The case we reported onseted with splenomegaly at the age of 6 and continued to enlarge in the last years. Thrombocytopenia, anemia and leucopenia are seen on the blood counts. Liver enzymes were normal and PT and PTT were prolonged a little without an increased tendency to bleeding. His β glucosidase levels was considerably subnormal (without accurate number), that measurement of glucocerebrosidase enzyme activity in leucocytes or skin fibroblasts on a skin biopsy is the gold standard for diagnosing Gaucher disease.4 The patient’s biospies of bone marrow and spleen all supported diagnosis of GD. EEG findings in our case demonstrate a similar pattern, as a case report before,5 with rapid spike activity, photosensitivity in harmony with the flicker frequency and eye closure sensitivity, which is few reported in GD.

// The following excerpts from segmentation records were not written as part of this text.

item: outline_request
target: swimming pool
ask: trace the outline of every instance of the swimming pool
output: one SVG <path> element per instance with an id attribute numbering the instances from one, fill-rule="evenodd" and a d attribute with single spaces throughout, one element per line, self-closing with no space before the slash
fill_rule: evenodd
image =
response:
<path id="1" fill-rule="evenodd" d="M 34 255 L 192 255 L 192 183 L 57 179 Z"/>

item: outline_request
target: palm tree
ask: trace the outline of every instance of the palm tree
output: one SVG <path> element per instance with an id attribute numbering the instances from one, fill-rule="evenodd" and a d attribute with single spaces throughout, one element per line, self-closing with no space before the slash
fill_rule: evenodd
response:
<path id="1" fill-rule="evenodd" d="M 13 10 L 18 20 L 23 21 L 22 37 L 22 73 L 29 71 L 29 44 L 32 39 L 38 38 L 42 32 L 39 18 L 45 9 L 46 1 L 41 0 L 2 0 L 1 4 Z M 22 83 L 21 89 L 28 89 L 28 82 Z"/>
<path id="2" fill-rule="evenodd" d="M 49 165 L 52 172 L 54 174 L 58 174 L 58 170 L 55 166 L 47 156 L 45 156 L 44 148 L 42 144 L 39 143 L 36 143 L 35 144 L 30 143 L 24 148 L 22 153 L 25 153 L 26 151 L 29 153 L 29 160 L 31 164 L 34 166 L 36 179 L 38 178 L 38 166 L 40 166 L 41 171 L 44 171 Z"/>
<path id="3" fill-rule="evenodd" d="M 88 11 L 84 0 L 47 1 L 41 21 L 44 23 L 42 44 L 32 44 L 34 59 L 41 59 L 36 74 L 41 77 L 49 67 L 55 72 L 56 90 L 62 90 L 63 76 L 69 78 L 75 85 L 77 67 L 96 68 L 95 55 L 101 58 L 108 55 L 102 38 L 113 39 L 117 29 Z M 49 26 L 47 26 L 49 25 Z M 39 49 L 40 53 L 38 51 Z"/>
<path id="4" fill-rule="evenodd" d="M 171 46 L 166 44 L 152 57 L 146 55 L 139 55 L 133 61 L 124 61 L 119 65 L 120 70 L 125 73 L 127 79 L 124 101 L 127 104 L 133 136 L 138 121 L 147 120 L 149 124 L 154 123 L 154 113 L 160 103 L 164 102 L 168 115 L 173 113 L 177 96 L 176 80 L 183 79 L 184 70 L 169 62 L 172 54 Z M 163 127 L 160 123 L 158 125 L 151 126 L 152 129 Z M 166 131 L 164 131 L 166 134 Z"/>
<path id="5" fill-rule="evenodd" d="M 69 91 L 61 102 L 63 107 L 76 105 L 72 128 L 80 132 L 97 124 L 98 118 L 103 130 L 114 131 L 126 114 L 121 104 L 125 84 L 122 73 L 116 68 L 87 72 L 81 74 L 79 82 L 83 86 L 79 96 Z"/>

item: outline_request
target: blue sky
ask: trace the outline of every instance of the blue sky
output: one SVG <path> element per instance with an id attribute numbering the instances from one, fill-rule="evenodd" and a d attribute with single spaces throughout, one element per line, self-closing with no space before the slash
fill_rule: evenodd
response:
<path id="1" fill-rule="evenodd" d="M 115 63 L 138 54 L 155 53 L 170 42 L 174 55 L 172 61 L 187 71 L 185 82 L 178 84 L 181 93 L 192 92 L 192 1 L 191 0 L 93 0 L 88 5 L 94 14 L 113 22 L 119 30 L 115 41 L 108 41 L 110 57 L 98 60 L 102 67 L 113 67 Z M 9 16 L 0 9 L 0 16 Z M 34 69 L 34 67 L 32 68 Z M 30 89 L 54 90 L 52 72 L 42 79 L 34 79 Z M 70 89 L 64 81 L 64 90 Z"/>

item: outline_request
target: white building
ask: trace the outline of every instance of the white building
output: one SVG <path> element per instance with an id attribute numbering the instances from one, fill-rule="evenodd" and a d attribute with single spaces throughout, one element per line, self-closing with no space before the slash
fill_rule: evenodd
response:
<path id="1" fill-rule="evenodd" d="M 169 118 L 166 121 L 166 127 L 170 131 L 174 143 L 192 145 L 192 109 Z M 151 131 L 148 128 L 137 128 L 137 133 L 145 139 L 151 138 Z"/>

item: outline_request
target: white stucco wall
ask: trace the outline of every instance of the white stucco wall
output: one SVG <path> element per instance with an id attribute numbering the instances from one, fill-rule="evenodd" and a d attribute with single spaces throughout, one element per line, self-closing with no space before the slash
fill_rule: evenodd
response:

ERT is the standard of care for patients of GD 1 and GD 3.6 ERT is most effective in reducing the liver and spleen size and the bone symptoms, and improving blood counts. When there is no access to expensive ERT, bone marrow transplants and liver transplants may be an option, albeit inferior to ERT. Splenectomy is rarely indicated for palliation for more than 15 years in Western with a higher risk of cholesterol gall stones, pulmonary complications including pulmonary hypertension, avascular necrosis of bone and iron overload states.7,8,9,10 The patient here didn’t have enough money to receive ERT at the beginning and had splenectomy 3 years ago to relieve pain. Then the disease progressed and developed myoclonic epilepsy. It can be expected that, without ERT, the patient’s symptoms will be worse and with new symptoms.
CONCLUSION
GD is so rare that it is easily missed diagnosis or misdiagnosis in the clinic. Patients presented with myoclonic seizures should be considered in the differential diagnosis of those with unexplained splenomegaly especially with an extended period of time. It is importance to collect his detailed medical and family history, and have him done some essential laboratory tests and auxiliary examinations.
CONFLICTS OF INTEREST
The authors declare that they have no conflicts of interest.
CONSENT
The patient has provided written permission for publication of the case details.